Nina’s Owl • 4” x 15” • Includes paper napkins, ribbon, magazine page cutouts, string, found objects.

Trees • This was my very first attempt at encaustic wax collage. I used dried, pressed leaves at the top. While cleaning ink off a brayer by rolling it repeatedly over a paper towel, it left marks that reminded me of trees and I used that paper towel below the dried leaves. A found trash piece that was a first proof of an etching on blank newsprint is below the towel and a magazine photo of a tree is at the bottom. The blue-black paper is part of a failed monotype.

Untitled • This is an example of when I begin to add color in a restricted palette to my pieces. On the right-hand side is a strip of red wallpaper.; a trash-find drawing cut into small sections is at the bottom and the left has a strip of shredded light blue paper—also a trash find in the art secretary’s office. Toward the middle, to top, is a negative of a south-western landscape used upside down in an abstract way that was found in the trash in the photography department.

Slowly Sifting Up from the Pool of Intent 1, 2 and 3 • This group came from dreams I was having while reading a spiritual book on the power of intention. I intended it to be a triptych and sold as one but priced each piece separately also. The two end pieces sold the next day after hanging it in the gallery but the center piece did not sell which was shocking as they were priced the same. The center piece took fifty times longer to accomplish as each dot was glued on to it. I have since decided to keep it for reference to a whole series of which I call my lasagna series. The two end pieces—1 and 3—have white pages from a telephone book on the bottom. We used then to clean off the oil etching ink from our brayers in printmaking class I liked the patterns they made and kept them and have incorporated them into many art pieces. Above the paper is all wax with incised patterns cut in and filled with a blue oil paint stick, then wiped the surface clean with canola oil. I used a sewing tool that makes ditty-dot-dot marks. Over the telephone pages I layered the wax up with a stencil of packing material and then caught the high points with the same blue oil paint stick. Then one coat of clear wax to seal. The centerpiece—2—was made of a lot of different kinds of wall papers. A local interior designer gives me wallpaper books and fabric sample books that are discontinued and destined to the landfill. It is treasure. I slice all the pages out of the books. There is an inch left in the heavy cardboard binders stapled with heavy industrial staples and it takes a LOT to get them all apart! But I cannot bear to waste it so I spend hours prizing it all apart with a chisel and pliers. There are ragged holes where the staples were and I use a punch to punch a clean hole then randomly punch the rest of the strip. I started at the bottom using a limited color palate of red black and white. I try hard to not use the entire pattern of the wallpaper as some artist somewhere designed the paper thus its art in my mind. I use them like [paints to paint a new picture. In the end I was happy but used the punched hole circles to carry the color around where I wanted it, unifying the piece. The same design that is on 1 and 3 is at the bottom of 2. Many happy hours went into this piece. I will do more of this style in future and hope to have it turned into fabrics and wallpaper.

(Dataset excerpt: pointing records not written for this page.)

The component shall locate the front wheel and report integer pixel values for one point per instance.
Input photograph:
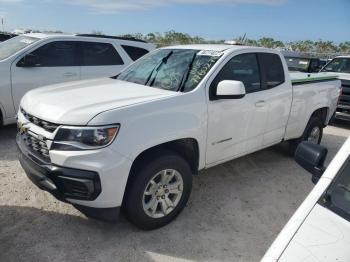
(159, 191)
(313, 133)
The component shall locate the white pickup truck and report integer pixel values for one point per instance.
(135, 140)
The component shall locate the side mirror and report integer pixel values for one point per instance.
(230, 89)
(29, 60)
(311, 157)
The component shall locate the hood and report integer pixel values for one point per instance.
(76, 103)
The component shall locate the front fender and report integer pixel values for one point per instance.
(146, 125)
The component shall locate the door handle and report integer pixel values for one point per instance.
(260, 103)
(69, 74)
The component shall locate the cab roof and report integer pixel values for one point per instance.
(215, 47)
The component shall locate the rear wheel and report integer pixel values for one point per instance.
(313, 133)
(159, 191)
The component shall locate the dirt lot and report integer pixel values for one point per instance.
(234, 213)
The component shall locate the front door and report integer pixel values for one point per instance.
(236, 126)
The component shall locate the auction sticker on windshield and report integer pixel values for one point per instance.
(210, 53)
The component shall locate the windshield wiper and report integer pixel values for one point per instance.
(157, 67)
(186, 74)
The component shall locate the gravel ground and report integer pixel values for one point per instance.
(234, 213)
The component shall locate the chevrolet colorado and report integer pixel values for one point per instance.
(134, 141)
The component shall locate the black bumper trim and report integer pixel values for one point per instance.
(63, 183)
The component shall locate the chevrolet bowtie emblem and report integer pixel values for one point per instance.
(22, 128)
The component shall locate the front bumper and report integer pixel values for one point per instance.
(62, 182)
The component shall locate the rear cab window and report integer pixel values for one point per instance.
(244, 68)
(134, 52)
(99, 54)
(57, 54)
(272, 70)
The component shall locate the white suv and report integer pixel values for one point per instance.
(33, 60)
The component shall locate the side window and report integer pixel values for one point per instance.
(242, 68)
(56, 54)
(272, 69)
(134, 52)
(99, 54)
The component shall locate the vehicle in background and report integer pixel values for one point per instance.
(298, 62)
(135, 140)
(341, 67)
(319, 231)
(33, 60)
(6, 36)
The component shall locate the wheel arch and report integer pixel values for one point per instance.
(188, 148)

Slowly Sifting Up from the Pool of Intent 1

Untitled 3 • This piece started out as a monotype that I was not happy with. I turned it into an encaustic wax collage using rubber-band hair elastics. The bottom is an encaustics technique called accretion in which wax is layered up on the surface. I used the flat side of a square oil paint brush.

Untitled 4 • Encaustic wax collage triptych • A monotype serves as the foundation.